The range is enormous. Grok cites an average of 54 sources per response, 10 times more than ChatGPT (5 sources). Copilot cites 9.4 and Google AI Overview cites 11.9. This difference in citation volume fundamentally shapes which domains appear most often in each model's citation profile.
Is English content enough for hotel AI visibility in European markets?

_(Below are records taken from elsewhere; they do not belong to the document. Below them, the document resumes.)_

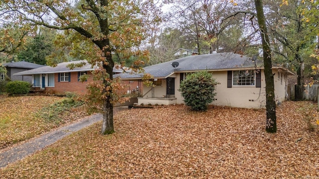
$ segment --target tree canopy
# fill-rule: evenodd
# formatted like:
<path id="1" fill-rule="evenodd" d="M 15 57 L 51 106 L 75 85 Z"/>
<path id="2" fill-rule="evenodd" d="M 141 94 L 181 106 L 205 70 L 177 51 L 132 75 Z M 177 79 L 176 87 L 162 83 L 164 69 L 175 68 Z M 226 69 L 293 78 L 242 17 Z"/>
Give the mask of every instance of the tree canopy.
<path id="1" fill-rule="evenodd" d="M 135 67 L 148 60 L 147 52 L 137 47 L 144 39 L 143 24 L 148 19 L 144 17 L 157 9 L 154 2 L 2 0 L 0 7 L 1 18 L 10 23 L 33 27 L 40 25 L 60 31 L 54 42 L 60 50 L 48 57 L 49 64 L 65 60 L 64 51 L 67 50 L 71 56 L 98 67 L 94 73 L 98 80 L 91 87 L 101 92 L 96 96 L 96 101 L 100 101 L 103 106 L 101 132 L 114 132 L 113 103 L 116 98 L 115 90 L 120 87 L 113 80 L 112 55 L 123 59 L 135 56 Z"/>

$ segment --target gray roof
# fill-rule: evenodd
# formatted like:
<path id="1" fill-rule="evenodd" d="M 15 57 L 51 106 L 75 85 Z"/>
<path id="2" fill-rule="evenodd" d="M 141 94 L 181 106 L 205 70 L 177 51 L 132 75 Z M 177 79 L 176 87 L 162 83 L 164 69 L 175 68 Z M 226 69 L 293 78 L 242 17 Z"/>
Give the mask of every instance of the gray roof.
<path id="1" fill-rule="evenodd" d="M 171 63 L 179 63 L 176 69 Z M 257 60 L 259 67 L 263 64 Z M 249 69 L 255 68 L 255 63 L 251 58 L 233 53 L 221 53 L 205 55 L 190 56 L 172 60 L 163 63 L 144 68 L 145 73 L 150 74 L 154 78 L 166 78 L 175 72 L 195 72 L 200 70 L 209 71 L 229 70 L 236 69 Z M 141 79 L 143 74 L 135 75 L 129 73 L 117 74 L 122 79 Z"/>
<path id="2" fill-rule="evenodd" d="M 30 63 L 25 61 L 6 63 L 2 65 L 6 67 L 20 68 L 29 69 L 34 69 L 38 68 L 45 67 L 44 65 L 36 64 L 33 63 Z"/>
<path id="3" fill-rule="evenodd" d="M 77 64 L 81 62 L 85 62 L 86 65 L 83 66 L 82 67 L 77 67 L 73 70 L 70 70 L 69 68 L 67 67 L 67 65 L 70 64 Z M 53 67 L 51 66 L 44 66 L 37 68 L 35 69 L 27 70 L 26 71 L 21 72 L 13 74 L 13 75 L 31 75 L 36 74 L 53 74 L 56 73 L 68 73 L 72 72 L 83 72 L 88 71 L 94 70 L 95 68 L 92 68 L 92 65 L 89 64 L 86 60 L 79 60 L 72 62 L 63 62 L 59 63 L 57 65 L 56 67 Z M 117 69 L 115 68 L 113 68 L 113 72 L 122 73 L 123 71 L 120 69 Z"/>

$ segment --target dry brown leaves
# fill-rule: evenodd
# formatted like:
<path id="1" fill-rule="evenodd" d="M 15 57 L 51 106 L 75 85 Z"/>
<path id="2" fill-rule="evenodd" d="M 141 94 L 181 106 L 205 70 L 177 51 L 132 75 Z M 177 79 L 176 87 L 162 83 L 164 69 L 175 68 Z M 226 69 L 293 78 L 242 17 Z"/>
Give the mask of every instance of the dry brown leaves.
<path id="1" fill-rule="evenodd" d="M 278 132 L 265 130 L 265 110 L 183 105 L 133 109 L 115 116 L 116 133 L 99 123 L 0 170 L 4 178 L 319 177 L 319 127 L 309 132 L 305 102 L 278 108 Z"/>
<path id="2" fill-rule="evenodd" d="M 0 95 L 0 149 L 58 127 L 37 117 L 35 113 L 63 99 L 48 96 Z M 83 109 L 78 107 L 60 117 L 65 122 L 68 122 L 86 115 Z"/>

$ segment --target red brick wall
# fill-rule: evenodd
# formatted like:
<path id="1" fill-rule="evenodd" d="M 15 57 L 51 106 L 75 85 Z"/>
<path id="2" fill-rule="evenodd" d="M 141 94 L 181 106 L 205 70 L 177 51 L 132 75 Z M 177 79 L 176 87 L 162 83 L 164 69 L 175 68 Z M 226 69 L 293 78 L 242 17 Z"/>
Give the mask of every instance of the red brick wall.
<path id="1" fill-rule="evenodd" d="M 92 74 L 91 72 L 88 72 L 88 75 L 92 75 Z M 67 91 L 75 92 L 79 94 L 85 94 L 88 91 L 86 89 L 88 83 L 92 82 L 92 78 L 90 77 L 88 78 L 87 82 L 78 82 L 78 72 L 71 72 L 71 82 L 59 82 L 58 74 L 56 73 L 54 75 L 54 87 L 46 87 L 45 91 L 47 93 L 59 94 L 64 94 Z M 129 85 L 130 87 L 127 87 L 121 90 L 120 91 L 121 93 L 126 93 L 128 90 L 132 91 L 134 90 L 136 90 L 136 87 L 138 86 L 139 88 L 141 88 L 141 86 L 143 87 L 143 84 L 139 84 L 138 82 L 130 83 L 129 81 L 122 81 L 122 83 L 125 85 Z"/>

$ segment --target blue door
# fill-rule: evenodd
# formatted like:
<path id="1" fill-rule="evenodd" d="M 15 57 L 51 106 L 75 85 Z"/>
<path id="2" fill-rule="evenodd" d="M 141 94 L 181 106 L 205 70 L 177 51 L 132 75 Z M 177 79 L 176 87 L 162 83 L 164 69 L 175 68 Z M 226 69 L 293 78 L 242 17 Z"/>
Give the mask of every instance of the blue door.
<path id="1" fill-rule="evenodd" d="M 45 88 L 45 76 L 42 77 L 42 88 Z"/>

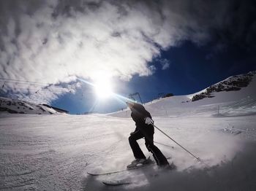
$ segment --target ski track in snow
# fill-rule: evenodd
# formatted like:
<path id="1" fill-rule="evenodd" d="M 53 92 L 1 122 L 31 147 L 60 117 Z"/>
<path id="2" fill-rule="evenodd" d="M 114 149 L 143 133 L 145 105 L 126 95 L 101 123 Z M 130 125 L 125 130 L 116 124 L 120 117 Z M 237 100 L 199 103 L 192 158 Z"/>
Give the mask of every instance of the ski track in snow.
<path id="1" fill-rule="evenodd" d="M 249 155 L 255 151 L 255 115 L 158 117 L 154 120 L 157 127 L 204 160 L 211 171 L 204 170 L 203 165 L 155 130 L 156 141 L 174 147 L 157 144 L 166 156 L 172 157 L 177 171 L 160 173 L 154 166 L 91 177 L 87 171 L 123 169 L 133 160 L 127 140 L 135 129 L 130 118 L 103 114 L 1 114 L 0 190 L 156 190 L 161 187 L 169 190 L 172 187 L 173 190 L 252 190 L 256 187 L 256 157 L 254 153 Z M 235 135 L 225 128 L 244 131 Z M 143 140 L 139 143 L 148 156 Z M 191 165 L 195 168 L 183 171 Z M 118 187 L 108 187 L 101 182 L 131 177 L 133 184 Z M 238 187 L 242 183 L 243 187 Z"/>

For most European markets, English content is the dominant factor. In Germany, 66% of AI-cited sources are in English; in the Netherlands, 74%. However, local-language content still captures the remaining 26–34% of citations and may be critical for certain models (particularly Google AI Overview and Copilot, which show stronger localization tendencies). The exception is Spanish markets, where local content reaches parity with English.